A similar suit seeking class-action status was filed June 20 against Anthem, The Los Angeles Times reported. In response to the two lawsuits, Anthem said "materials at the time of enrollment and in members' explanation of benefits have clearly stated that the plan was an EPO [exclusive provider organization] plan which may not have out of network benefits," according to The Times.
But some fed-up consumers are retaliating with lawsuits and complaints to state regulators. Due to rising numbers of complaints, state regulators are in the midst of investigating whether Anthem and Blue Shield of California provided accurate information about the doctors and hospitals in their plans.
According to the suit, Anthem delayed providing full information to consumers until it was too late for them to change coverage for 2014. The suit also alleges that Anthem failed to disclose it had stopped offering any plans with out-of-network coverage in four of the state's biggest counties: Los Angeles, Orange, San Francisco and San Diego.

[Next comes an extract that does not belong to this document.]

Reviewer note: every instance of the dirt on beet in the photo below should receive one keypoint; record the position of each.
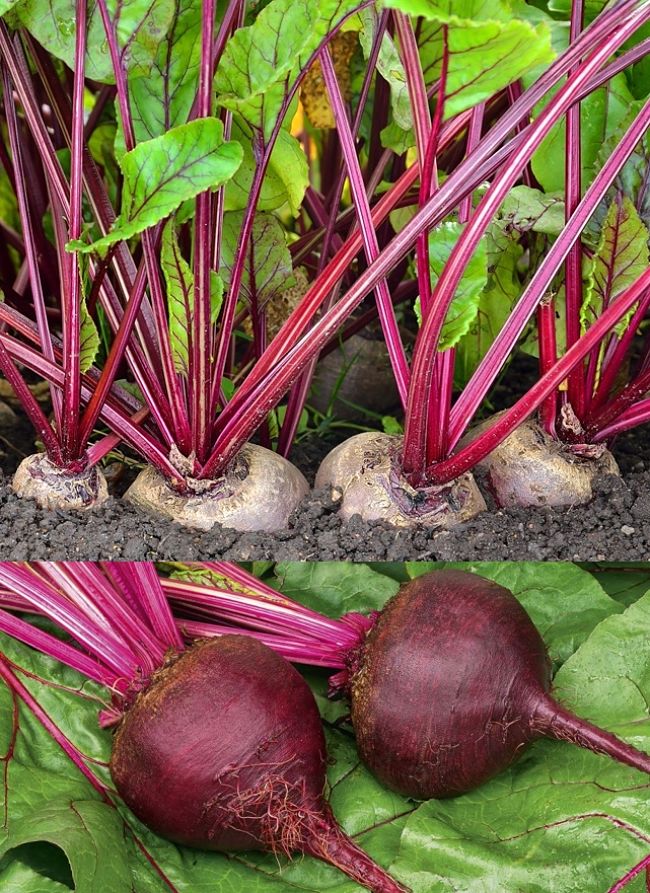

A company spokesman said Anthem has agreed to pay claims of enrollees getting treatment from inaccurately listed doctors during the first three months of 2014. But he said that policy won't be extended for enrollees discovering after March 31 that their doctors had been incorrectly listed.
The state's exchange, Covered California, which is expected to announce details about next year's health plans, networks and rates later in July, is taking a close look at EPOs as it negotiates 2015 rates and coverage with insurers. Exchange officials said EPOs will continue to play a role, but they realize the product is confusing to consumers, who need to be better educated about them.